Les réunions de famille sont souvent des moments très gênants. Surtout vers la fin du repas, lorsque cet oncle volubile, que l’on prend soin d’éviter le reste de l’année, se met à aborder des sujets comme la politique, la religion ou l’immigration. À Nice (Alpes-Maritimes) le 21 octobre, puis à Toulon (Var) le lendemain, cet oncle si prompt à l’amalgame et aux formulations malheureuses a pris les traits de Nicolas Sarkozy. L’ancien président se sent dans le Sud-Est comme chez lui. À l’aise. Détendu. Un peu trop peut-être.
« C’est vrai, je suis ici comme à la maison, comme en famille », a reconnu mardi un Sarkozy boosté par les flagorneries de Christian Estrosi et la présence d’Éric Ciotti, sa dernière – et sans doute plus belle – prise filloniste. Vingt-quatre heures plus tard, à une centaine de kilomètres de là, mais toujours en compagnie du député et maire de Nice, l’ex-chef de l’État a flatté exactement de la même façon les militants UMP venus l’applaudir à Toulon. « Je suis du Var. Je suis ici chez moi. Je m’y sens bien, en famille », a-t-il lancé à ceux qui s’irritaient la gorge à force de hurler « On t’aime ! » « Moi aussi », leur a-t-il répondu dans un sourire tendre. Gênant, on vous dit.

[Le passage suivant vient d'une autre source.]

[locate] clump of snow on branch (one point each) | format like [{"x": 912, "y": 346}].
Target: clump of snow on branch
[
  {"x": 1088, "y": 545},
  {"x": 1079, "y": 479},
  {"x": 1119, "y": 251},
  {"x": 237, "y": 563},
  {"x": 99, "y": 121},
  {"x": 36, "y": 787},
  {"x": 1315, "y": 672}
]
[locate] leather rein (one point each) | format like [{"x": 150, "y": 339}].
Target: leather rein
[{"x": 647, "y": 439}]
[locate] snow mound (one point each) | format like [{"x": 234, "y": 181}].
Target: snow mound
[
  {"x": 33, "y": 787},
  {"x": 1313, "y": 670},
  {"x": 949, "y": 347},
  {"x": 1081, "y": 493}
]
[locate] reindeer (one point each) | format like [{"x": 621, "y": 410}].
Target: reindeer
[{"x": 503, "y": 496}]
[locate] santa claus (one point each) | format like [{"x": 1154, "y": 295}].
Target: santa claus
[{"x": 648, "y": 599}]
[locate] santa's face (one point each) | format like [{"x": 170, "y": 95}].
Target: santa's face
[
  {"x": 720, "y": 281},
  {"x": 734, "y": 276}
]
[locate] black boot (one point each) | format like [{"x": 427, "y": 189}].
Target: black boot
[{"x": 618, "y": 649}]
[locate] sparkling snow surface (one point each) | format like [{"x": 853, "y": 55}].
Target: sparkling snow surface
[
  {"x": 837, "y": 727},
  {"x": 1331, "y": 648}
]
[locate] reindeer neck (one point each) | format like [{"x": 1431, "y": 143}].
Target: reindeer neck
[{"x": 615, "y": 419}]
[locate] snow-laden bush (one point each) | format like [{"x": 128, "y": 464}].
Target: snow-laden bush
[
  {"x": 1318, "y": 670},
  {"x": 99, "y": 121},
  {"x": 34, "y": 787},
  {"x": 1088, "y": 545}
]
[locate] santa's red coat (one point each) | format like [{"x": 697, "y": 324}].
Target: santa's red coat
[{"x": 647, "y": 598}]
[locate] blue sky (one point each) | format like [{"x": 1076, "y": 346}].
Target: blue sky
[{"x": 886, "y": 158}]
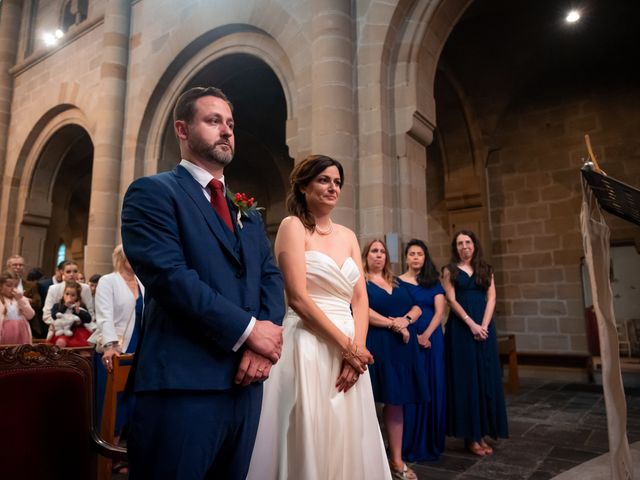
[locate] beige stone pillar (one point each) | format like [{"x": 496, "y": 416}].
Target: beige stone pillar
[
  {"x": 332, "y": 116},
  {"x": 104, "y": 209},
  {"x": 10, "y": 12}
]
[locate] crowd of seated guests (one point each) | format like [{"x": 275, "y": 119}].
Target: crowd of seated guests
[
  {"x": 46, "y": 299},
  {"x": 433, "y": 378}
]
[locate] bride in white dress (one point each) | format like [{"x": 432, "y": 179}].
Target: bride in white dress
[{"x": 318, "y": 417}]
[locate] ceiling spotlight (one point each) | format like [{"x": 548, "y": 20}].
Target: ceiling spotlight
[{"x": 573, "y": 16}]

Du coup, comme à la maison, comme en famille, le candidat à la présidence de l’UMP s’est lâché. Il a ouvert les vannes. Et quel meilleur sujet que celui de l’immigration pouvait-il choisir pour mettre tout le monde d’accord, dans ce coin de la France où le FN réalise ses plus beaux scores ? À l’occasion de ces deux réunions publiques – qui seront suivies d'une troisième à Marseille (Bouches-du-Rhône) le 28 octobre –, Nicolas Sarkozy s’est montré au naturel, prouvant à ceux qui en doutaient encore que la fameuse “stratégie Buisson” de la campagne présidentielle de 2012 était aussi et avant tout la sienne.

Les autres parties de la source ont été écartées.